限定提供データ

不正競争防止法第2条第7項には、営業秘密以外の限定提供データが定義されています。この限定提供データを不正に取得し、営業権を侵害した場合、不正競争防止法第2条第1項11号に規定される不正競争となります。今回は、限定提供データに該当するか否かについて判断された事例を紹介します(令和7年(ワ)第7894号 発信者情報開示命令の申立てについての決定に対する異議の訴え)。限定提供データは、2023年の法改正により追加されたものであり、限定提供データを判断した貴重な事件です。
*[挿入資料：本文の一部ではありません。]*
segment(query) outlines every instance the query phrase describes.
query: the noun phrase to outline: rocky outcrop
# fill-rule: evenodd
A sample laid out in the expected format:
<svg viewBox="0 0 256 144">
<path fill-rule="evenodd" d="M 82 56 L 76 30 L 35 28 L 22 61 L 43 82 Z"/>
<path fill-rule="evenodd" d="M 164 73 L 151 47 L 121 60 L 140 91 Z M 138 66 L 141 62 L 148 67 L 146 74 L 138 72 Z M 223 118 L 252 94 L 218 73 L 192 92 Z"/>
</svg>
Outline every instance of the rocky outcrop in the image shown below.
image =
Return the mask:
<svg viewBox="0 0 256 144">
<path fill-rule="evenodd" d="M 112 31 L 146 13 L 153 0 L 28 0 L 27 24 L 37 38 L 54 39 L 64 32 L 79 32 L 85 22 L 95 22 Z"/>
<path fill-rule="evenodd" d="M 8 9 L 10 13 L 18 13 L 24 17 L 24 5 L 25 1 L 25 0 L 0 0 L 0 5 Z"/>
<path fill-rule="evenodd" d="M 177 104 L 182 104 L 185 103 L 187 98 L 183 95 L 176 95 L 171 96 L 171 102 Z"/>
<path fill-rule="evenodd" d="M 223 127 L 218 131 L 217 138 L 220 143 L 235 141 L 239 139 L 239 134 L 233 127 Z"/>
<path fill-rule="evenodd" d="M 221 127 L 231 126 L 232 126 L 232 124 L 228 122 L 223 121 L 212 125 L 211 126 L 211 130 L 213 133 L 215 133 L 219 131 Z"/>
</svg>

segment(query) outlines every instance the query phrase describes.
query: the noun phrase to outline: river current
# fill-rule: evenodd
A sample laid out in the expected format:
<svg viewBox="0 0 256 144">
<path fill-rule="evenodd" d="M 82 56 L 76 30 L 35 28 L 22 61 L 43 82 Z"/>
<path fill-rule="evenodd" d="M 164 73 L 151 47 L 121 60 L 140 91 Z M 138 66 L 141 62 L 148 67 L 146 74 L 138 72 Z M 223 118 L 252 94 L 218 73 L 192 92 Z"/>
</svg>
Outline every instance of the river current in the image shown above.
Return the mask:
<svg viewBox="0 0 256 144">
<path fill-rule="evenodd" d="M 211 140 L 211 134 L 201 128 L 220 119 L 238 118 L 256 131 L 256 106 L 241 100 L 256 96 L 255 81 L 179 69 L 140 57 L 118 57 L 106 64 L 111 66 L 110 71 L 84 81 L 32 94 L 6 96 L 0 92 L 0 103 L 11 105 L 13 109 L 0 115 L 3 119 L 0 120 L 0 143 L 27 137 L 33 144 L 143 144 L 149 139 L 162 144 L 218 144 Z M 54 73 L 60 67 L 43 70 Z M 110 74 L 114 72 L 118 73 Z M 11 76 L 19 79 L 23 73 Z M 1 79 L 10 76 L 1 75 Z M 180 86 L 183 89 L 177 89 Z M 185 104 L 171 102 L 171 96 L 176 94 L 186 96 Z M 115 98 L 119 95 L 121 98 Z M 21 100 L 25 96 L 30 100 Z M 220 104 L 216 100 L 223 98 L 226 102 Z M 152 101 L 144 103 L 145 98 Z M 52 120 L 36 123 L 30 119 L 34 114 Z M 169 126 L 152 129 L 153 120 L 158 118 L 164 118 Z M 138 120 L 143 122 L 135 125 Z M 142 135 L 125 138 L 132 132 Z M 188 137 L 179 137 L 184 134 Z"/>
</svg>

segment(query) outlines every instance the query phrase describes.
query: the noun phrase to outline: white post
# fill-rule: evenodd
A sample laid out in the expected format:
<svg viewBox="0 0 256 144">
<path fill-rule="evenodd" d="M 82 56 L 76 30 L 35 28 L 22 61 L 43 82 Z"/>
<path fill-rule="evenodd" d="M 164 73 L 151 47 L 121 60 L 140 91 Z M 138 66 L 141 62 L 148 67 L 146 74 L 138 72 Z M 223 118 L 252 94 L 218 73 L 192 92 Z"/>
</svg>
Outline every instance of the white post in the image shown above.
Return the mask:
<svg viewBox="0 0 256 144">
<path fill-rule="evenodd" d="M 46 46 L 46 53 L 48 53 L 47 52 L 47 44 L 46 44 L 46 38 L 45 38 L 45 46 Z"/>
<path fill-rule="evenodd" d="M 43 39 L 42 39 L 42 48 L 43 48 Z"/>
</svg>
不正競争防止法第2条第1項11号:窃取、詐欺、強迫その他の不正の手段により限定提供データを取得する行為(以下「限定提供データ不正取得行為」という。)又は限定提供データ不正取得行為により取得した限定提供データを使用し、若しくは開示する行為

(要旨)(1) 不競法2条7項が定める限定提供データは、業として「特定の者」に提供される情報として電磁的方法により相当量蓄積され、かつ、「電磁的方法により管理されている」営業上の情報であることを要する。このうち、業務性、相当蓄積性及び営業上の情報該当性については、前記前提事実から明らかに認められるので、以下、限定提供性及び電磁的管理性について検討する。
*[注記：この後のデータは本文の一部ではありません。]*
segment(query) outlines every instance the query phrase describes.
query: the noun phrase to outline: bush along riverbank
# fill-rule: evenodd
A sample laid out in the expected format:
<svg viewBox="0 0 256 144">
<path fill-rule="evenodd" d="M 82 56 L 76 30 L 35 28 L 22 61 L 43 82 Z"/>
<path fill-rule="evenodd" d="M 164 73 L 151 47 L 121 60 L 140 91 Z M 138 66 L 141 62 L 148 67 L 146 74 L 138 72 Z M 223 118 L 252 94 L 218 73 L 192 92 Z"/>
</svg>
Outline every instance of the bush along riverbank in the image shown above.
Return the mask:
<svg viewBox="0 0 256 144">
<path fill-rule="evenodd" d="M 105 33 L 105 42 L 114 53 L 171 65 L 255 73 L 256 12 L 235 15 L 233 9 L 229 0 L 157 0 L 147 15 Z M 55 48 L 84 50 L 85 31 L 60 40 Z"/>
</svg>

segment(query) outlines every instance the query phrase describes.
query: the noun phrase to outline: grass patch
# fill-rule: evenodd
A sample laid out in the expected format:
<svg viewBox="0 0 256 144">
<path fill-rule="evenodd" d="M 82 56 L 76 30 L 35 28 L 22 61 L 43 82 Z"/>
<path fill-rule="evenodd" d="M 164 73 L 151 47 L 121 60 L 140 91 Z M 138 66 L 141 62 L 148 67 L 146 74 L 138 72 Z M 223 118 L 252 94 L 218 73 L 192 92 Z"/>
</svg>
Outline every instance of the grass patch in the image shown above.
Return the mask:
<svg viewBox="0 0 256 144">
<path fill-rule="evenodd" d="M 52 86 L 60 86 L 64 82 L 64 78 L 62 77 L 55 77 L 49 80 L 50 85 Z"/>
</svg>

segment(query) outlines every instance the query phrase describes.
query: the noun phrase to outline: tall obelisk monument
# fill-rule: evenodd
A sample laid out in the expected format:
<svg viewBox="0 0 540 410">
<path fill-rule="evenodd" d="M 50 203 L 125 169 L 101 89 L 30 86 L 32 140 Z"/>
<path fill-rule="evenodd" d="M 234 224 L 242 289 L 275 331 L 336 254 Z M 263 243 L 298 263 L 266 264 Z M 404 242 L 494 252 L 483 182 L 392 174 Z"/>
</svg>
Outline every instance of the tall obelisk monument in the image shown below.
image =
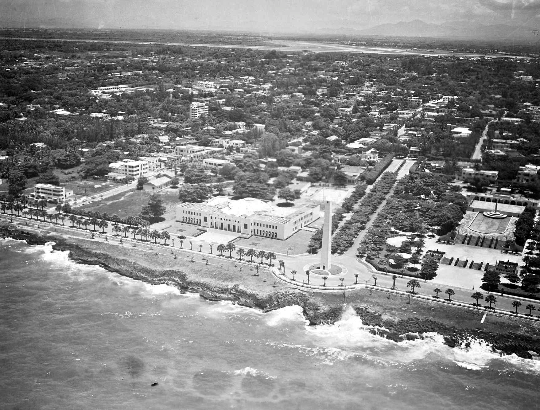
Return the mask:
<svg viewBox="0 0 540 410">
<path fill-rule="evenodd" d="M 329 269 L 332 266 L 332 209 L 330 201 L 325 206 L 325 220 L 322 224 L 322 247 L 321 248 L 321 268 Z"/>
</svg>

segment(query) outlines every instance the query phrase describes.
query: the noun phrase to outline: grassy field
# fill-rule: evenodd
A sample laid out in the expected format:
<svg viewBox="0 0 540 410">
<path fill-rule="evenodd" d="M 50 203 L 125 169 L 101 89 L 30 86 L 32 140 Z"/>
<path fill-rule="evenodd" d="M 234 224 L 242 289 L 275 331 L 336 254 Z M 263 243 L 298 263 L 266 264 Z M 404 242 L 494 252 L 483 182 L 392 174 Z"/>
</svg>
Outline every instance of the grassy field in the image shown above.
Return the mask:
<svg viewBox="0 0 540 410">
<path fill-rule="evenodd" d="M 102 213 L 106 212 L 109 215 L 116 214 L 120 218 L 126 218 L 130 216 L 137 216 L 143 207 L 148 203 L 151 193 L 147 191 L 121 192 L 81 207 L 85 211 L 98 211 Z M 168 214 L 171 213 L 171 210 L 178 202 L 178 194 L 175 190 L 173 191 L 158 192 L 158 194 L 167 208 L 164 216 L 166 218 Z"/>
</svg>

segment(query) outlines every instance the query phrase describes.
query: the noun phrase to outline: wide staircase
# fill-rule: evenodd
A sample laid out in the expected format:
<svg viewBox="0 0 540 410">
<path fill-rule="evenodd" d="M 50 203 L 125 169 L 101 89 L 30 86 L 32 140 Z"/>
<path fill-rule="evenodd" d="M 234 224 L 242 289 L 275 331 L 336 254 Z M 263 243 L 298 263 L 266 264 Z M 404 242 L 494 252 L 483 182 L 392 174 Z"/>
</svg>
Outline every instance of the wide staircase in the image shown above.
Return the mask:
<svg viewBox="0 0 540 410">
<path fill-rule="evenodd" d="M 483 235 L 471 235 L 468 233 L 458 234 L 456 236 L 454 243 L 490 249 L 501 250 L 504 247 L 504 241 L 500 240 L 498 238 Z"/>
</svg>

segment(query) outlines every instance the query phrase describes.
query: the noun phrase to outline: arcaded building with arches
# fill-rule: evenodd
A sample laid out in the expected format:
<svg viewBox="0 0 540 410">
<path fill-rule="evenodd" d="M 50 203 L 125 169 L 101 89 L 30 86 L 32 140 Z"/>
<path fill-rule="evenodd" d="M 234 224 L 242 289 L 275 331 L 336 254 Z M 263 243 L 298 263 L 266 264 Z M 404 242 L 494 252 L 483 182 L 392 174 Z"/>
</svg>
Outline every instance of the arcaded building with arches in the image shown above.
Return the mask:
<svg viewBox="0 0 540 410">
<path fill-rule="evenodd" d="M 200 204 L 180 204 L 176 208 L 176 220 L 234 232 L 244 238 L 255 235 L 283 240 L 317 219 L 319 212 L 318 205 L 308 205 L 281 216 L 260 199 L 234 200 L 220 196 Z"/>
</svg>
(2) 前記前提事実(3)のとおり、原告が保有する台データを閲覧するためには、本件利用規約への同意とCTによる検証を通過する必要こそあるものの、ユーザー登録を求めるなどのデータにアクセスする者を特定、限定するための措置などが講じられているわけではなく、上記台データは、その提供相手を誰とするかについて、原告の選択や裁量が入る余地のないまま、インターネット上で上記同意等の手続に応じさえすれば、何人たりとも無償で提供を受けることのできる情報であるところ、そもそも、不特定の者に提供されている情報であって、「特定の者」に対して提供されている情報とはいえない。また、電磁的管理性の要件は、データ保有者がデータを提供する際に、特定の者に対して提供するものとして管理する意思が外部に対して明確化され、第三者が認識できるようにされている必要があると解されるところ、上記のとおり、本件の台データは、そもそも、「特定の者」に対して提供されている情報とはいえないから、そのような管理の意思が外部に対して明確化されているものではなく、電磁的管理性の前提を欠くものといえる。これに対し、前記前提事実のとおり、本件の台データについては、CTによる検証の仕組みがとられることで、botによるアクセスを制限しているし、そのような管理の意思が外部に対して示されているといえるものではある。し
かし、不競法上の限定提供データは、あくまで、特定の「者」に対して提供している情報につき、これを電磁的方法により管理していることを求めているのであるところ、botによるアクセスを制限していることをもって、データにアクセスする「者」を限定することができているわけではなく、限定提供データとしての要件が充足されるとは解し得ない。
(3) 以上のとおり、本件の台データが、限定提供データに該当するものとは認められない。